Whose Rent? Fixing Europe’s Forward Capacity Auction Architecture


POLICY BRIEF — MAY 2026

Across 2015–2024, European electricity consumers paid €1.83 billion more than they should have through the Long-Term Transmission Rights (LTTR) auction system. ACER measured this transfer in its 2024 Market Monitoring Report. No paper in the European literature has identified its cause or proposed a structural fix. This brief summarises a discussion paper that does both, at a moment when the FCA 2.0 implementing act is overdue and the Florence Forum provides the live policy window.

Contribution 1: The transfer is architectural, not accidental

The LTTR auction has a structural defect. The seller — the TSO — is forced, has no reserve price, and does not bid against buyers. Buyers bid against each other; the clearing price is set by the lowest winning bid. Every winning participant captures surplus relative to fair value, regardless of whether they are hedging, arbitraging, or reselling. The transfer is mechanical, not behavioural.

ACER’s evidence is direct: at high auction competition (16% of auctions) the risk premium is +3.2 €/MWh — exactly as hedging theory predicts. In the other 84%, the premium turns negative. This is not a market failing to price correctly. It is an auction structure producing a predictable outcome: a forced seller meets strategic buyers.

Contribution 2: Reform must precede any bidding-zone split

ENTSO-E’s Bidding Zone Review recommends splitting Germany–Luxembourg into five zones. Intra-German redispatch cost €2.776 billion in 2024. If any zone split proceeds under the current FCA architecture, Article 30’s mandatory-issuance default automatically applies to the new internal borders — the same forced-seller structure that produced the €1.83 billion transfer now operates on the borders carrying the largest congestion volumes.

Reforming before a split removes the default and allows assessment-based issuance from day one. Reforming after locks in the structural transfer on the borders that matter most. This sequencing argument is original and not made by any current participant in the FCA 2.0 debate.

Contribution 3: The architectural fix is available within FCA Guideline amendment scope

Replacing the forced public counterparty with voluntary counterparties removes the asymmetry at source. A genuine hedger with an internal valuation of €7/MWh has no reason to bid above €2.50 when the seller has no reserve price. Under voluntary counterparty pricing, that hedger pays €7 and gets hedged; the surplus returns to the Article 19(2) waterfall as tariff reduction. The architecture corrects; no participant is punished.

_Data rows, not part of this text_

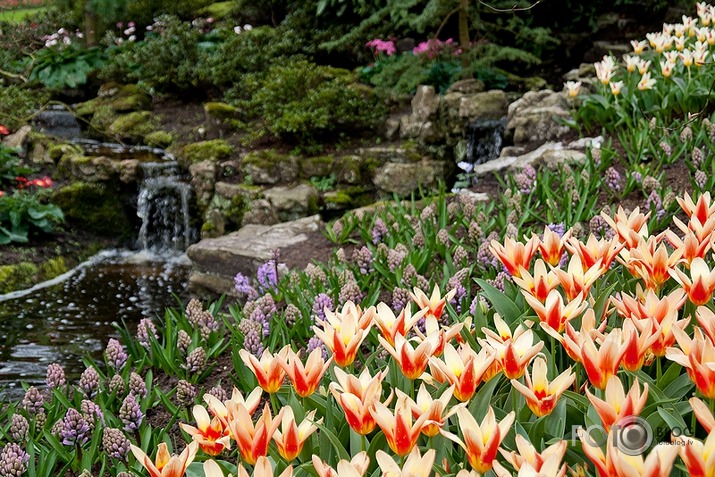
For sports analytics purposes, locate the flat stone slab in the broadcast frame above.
[186,215,322,295]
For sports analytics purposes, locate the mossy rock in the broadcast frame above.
[0,262,39,293]
[242,149,300,184]
[199,1,238,20]
[74,98,105,118]
[144,129,174,149]
[300,156,335,179]
[180,139,233,164]
[52,182,132,239]
[204,101,240,121]
[47,143,82,162]
[108,111,158,141]
[40,256,68,280]
[89,104,119,135]
[111,93,151,113]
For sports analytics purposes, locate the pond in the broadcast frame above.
[0,251,189,398]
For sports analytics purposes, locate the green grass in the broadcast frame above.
[0,7,47,23]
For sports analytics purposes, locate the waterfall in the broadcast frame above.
[33,105,81,139]
[137,161,192,254]
[464,119,506,166]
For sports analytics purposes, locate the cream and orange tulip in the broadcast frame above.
[586,376,648,432]
[554,255,604,301]
[373,302,427,346]
[224,403,286,465]
[429,344,494,402]
[665,327,715,399]
[371,397,429,456]
[279,348,333,397]
[565,234,625,272]
[378,334,434,380]
[522,290,588,333]
[535,226,571,267]
[313,302,374,368]
[204,456,293,477]
[179,404,228,455]
[410,283,457,320]
[607,438,678,477]
[441,406,515,474]
[489,236,539,277]
[130,441,199,477]
[670,258,715,306]
[673,432,715,477]
[511,356,576,417]
[273,406,323,462]
[479,324,544,379]
[396,383,467,437]
[375,446,437,477]
[581,328,626,389]
[494,434,567,477]
[688,398,715,434]
[204,386,263,429]
[513,258,559,303]
[238,346,290,394]
[601,206,650,248]
[312,451,370,477]
[330,368,391,436]
[621,320,661,372]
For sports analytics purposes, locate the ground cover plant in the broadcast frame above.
[7,2,715,477]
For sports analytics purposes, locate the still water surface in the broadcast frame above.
[0,252,189,398]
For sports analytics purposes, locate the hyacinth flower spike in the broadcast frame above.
[131,441,199,477]
[410,283,457,320]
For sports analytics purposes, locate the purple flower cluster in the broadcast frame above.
[308,336,328,359]
[137,318,157,349]
[59,408,91,446]
[233,273,258,300]
[353,245,372,275]
[45,363,67,389]
[104,338,127,371]
[79,366,99,397]
[645,191,665,220]
[365,38,397,56]
[119,394,144,432]
[256,260,278,294]
[514,165,536,194]
[313,293,335,320]
[605,167,623,192]
[372,217,389,245]
[0,443,30,477]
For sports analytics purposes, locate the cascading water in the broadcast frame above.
[137,161,192,255]
[465,119,506,166]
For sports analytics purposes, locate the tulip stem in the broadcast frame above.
[655,358,663,382]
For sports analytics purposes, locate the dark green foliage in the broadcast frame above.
[52,182,132,239]
[229,60,384,151]
[102,16,218,92]
[198,27,301,87]
[29,46,106,90]
[0,190,63,245]
[0,144,32,186]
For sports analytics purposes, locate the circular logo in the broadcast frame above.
[613,416,653,456]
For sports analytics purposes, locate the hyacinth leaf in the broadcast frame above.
[474,278,522,324]
[315,419,350,460]
[469,376,501,420]
[663,366,695,400]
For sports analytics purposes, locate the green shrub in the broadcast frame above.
[101,15,214,92]
[197,27,301,88]
[234,60,384,148]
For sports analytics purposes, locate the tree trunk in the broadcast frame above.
[459,0,472,79]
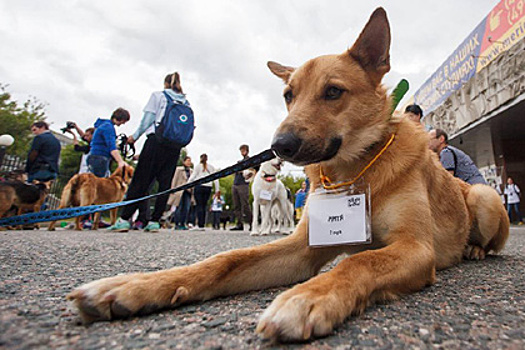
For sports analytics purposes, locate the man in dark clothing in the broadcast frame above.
[428,129,487,185]
[230,145,252,231]
[26,121,60,182]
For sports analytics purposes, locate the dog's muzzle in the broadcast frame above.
[272,132,343,165]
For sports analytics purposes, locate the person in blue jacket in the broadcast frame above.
[87,108,130,177]
[108,72,189,232]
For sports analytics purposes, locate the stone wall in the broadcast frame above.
[424,39,525,135]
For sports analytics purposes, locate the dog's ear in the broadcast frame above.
[348,7,390,85]
[268,61,295,83]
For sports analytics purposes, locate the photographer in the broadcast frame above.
[87,108,130,177]
[61,122,95,174]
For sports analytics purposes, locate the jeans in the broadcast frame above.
[120,134,180,222]
[175,191,191,226]
[87,154,110,177]
[507,202,522,222]
[193,186,211,227]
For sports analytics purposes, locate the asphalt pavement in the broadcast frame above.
[0,226,525,349]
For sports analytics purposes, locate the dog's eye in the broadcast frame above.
[324,86,343,100]
[284,90,293,103]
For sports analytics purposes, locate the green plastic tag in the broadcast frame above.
[391,79,408,113]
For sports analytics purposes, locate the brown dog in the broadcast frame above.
[69,8,509,341]
[49,166,134,231]
[0,180,51,229]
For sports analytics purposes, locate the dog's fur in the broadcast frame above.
[48,166,134,231]
[0,181,51,229]
[69,8,509,341]
[250,158,293,236]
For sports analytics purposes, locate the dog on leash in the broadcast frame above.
[250,158,293,236]
[48,166,134,231]
[0,180,51,229]
[68,8,509,341]
[250,158,293,236]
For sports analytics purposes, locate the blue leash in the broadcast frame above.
[0,150,275,227]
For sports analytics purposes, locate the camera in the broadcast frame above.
[60,122,75,134]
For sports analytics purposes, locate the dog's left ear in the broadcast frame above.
[268,61,295,83]
[348,7,390,86]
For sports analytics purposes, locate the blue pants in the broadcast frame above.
[194,186,211,227]
[507,202,522,222]
[211,210,222,230]
[175,191,191,226]
[87,154,110,177]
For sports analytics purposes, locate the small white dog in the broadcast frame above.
[250,158,293,236]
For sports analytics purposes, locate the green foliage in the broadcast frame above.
[60,145,83,176]
[0,84,46,158]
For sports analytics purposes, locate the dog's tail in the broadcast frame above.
[60,174,80,208]
[487,200,510,253]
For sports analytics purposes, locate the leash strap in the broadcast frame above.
[0,149,275,227]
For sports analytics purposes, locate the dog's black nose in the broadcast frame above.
[272,132,303,159]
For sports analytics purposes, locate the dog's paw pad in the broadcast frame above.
[463,245,486,260]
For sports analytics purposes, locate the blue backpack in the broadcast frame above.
[155,91,195,147]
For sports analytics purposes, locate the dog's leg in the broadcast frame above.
[250,200,260,236]
[68,220,343,322]
[257,238,435,341]
[259,200,272,236]
[109,208,118,225]
[463,185,510,260]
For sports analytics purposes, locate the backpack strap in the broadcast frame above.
[162,91,191,108]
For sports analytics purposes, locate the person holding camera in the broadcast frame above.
[26,121,61,182]
[61,122,95,174]
[87,108,130,177]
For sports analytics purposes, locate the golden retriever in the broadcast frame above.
[68,8,509,341]
[48,166,134,231]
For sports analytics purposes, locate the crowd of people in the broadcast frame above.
[7,73,523,232]
[405,104,524,225]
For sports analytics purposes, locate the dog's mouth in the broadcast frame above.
[272,133,343,166]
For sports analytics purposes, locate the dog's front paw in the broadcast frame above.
[67,271,189,323]
[257,286,344,341]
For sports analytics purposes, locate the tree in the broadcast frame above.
[0,84,46,158]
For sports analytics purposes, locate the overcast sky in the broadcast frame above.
[0,0,498,175]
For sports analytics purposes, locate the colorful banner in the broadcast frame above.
[414,0,525,114]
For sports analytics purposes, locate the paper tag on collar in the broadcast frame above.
[308,180,372,247]
[259,190,273,201]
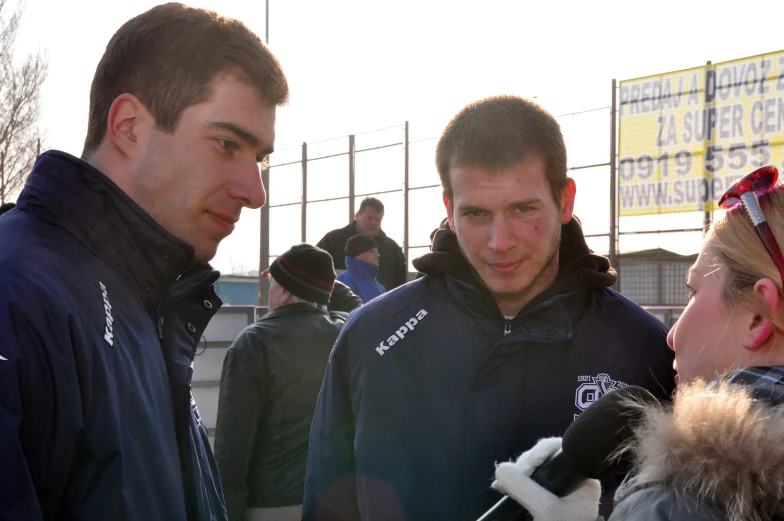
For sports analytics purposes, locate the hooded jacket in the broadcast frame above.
[303,220,674,521]
[215,303,347,521]
[338,257,386,302]
[0,151,226,521]
[316,221,408,291]
[610,372,784,521]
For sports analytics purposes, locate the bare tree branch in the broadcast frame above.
[0,0,49,204]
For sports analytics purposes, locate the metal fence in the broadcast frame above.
[259,80,705,316]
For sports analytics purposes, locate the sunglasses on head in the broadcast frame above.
[719,166,784,284]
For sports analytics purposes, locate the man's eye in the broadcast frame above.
[217,139,239,152]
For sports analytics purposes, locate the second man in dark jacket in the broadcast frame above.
[215,244,347,521]
[316,197,408,291]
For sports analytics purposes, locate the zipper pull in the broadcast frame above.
[158,316,163,340]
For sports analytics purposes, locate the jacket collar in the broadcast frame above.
[18,150,211,311]
[260,302,329,320]
[615,378,784,521]
[345,257,378,279]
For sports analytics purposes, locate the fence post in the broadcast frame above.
[259,165,270,306]
[403,121,409,264]
[301,142,308,242]
[348,135,356,222]
[610,79,621,291]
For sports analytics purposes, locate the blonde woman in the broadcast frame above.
[493,166,784,521]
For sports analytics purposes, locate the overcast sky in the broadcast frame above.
[12,0,784,271]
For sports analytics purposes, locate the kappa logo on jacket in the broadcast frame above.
[376,308,427,356]
[98,280,114,346]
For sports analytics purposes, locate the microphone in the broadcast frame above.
[477,385,659,521]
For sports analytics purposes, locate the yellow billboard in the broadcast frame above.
[618,51,784,217]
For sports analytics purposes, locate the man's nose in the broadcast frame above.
[229,161,267,209]
[488,217,516,253]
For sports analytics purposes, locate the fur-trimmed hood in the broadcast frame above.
[618,382,784,521]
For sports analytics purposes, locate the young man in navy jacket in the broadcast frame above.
[303,96,674,521]
[0,3,288,521]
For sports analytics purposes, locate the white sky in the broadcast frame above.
[10,0,784,272]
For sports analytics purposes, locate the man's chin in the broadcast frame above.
[188,244,218,264]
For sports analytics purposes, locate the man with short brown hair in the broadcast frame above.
[303,96,674,521]
[0,3,288,521]
[316,197,408,291]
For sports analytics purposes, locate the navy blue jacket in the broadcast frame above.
[303,220,674,521]
[0,151,226,521]
[338,257,386,302]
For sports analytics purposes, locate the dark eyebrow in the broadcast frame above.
[509,197,542,206]
[207,121,273,156]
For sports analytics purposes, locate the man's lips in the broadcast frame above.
[487,260,523,275]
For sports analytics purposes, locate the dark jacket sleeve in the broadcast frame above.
[608,485,727,521]
[0,275,74,521]
[215,330,268,521]
[302,330,360,521]
[387,246,408,290]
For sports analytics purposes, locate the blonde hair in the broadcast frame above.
[706,185,784,330]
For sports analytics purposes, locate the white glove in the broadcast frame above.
[493,438,602,521]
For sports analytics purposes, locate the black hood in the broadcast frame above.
[413,218,617,307]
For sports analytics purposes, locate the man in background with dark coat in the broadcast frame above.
[215,244,347,521]
[316,197,408,291]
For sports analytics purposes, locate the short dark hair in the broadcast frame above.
[436,96,567,201]
[82,2,289,157]
[359,197,384,213]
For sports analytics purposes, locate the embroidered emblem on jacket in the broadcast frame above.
[98,280,114,346]
[574,373,627,418]
[376,309,427,356]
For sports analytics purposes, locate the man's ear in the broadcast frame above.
[743,278,781,351]
[561,177,577,224]
[443,193,455,231]
[107,93,153,157]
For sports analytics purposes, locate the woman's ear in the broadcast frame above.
[743,278,781,351]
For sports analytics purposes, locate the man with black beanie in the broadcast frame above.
[338,234,386,302]
[215,244,347,521]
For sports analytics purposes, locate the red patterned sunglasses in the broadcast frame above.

On liquid borders: market-maker obligations on JAO auctions (standard in EEX power forwards and Nordic EPADs). On thin borders: transitional TSO with a reserve price above contemporaneous EEX futures spread, with NRA-monitored exit as voluntary supply develops. Implementable through targeted amendment to Regulation 2016/1719 within Article 9 scope.

Reform pathway: five phases, each improving on the status quo independently

  • Phase 0 — Transparency: quarterly publication of LTTR revenues, payouts, and participant-type breakdowns by JAO and TSOs.
  • Phase 1 — Reverse Article 30: LTTR issuance requires demonstrated hedging need; burden of proof on those advocating issuance. Consistent with ACER Decisions 12/2022 and 02/2025.
  • Phase 2 — FTR Obligations: add to product set alongside options to allow counter-flow netting. ACER has recommended this since 2022; zero borders implement it.
  • Phase 3 — Willing sellers: voluntary counterparties at fair-value pricing replace the forced TSO counterparty. Market-makers on liquid borders; TSO-with-reserve on thin borders.
  • Phase 4 — Exchange-traded: standardised cross-border spread products. Nordic CfD/EPAD model demonstrates feasibility within Europe.

Why now: Article 9 of Regulation (EU) 2024/1747 requires an implementing act by 16 July 2026. The Impact Assessment is already overdue. ENTSO-E (February 2026) calls for reversing the Article 30 default. ACER has declined LTTR issuance on two borders. The institutional convergence for reform has not existed in any previous window.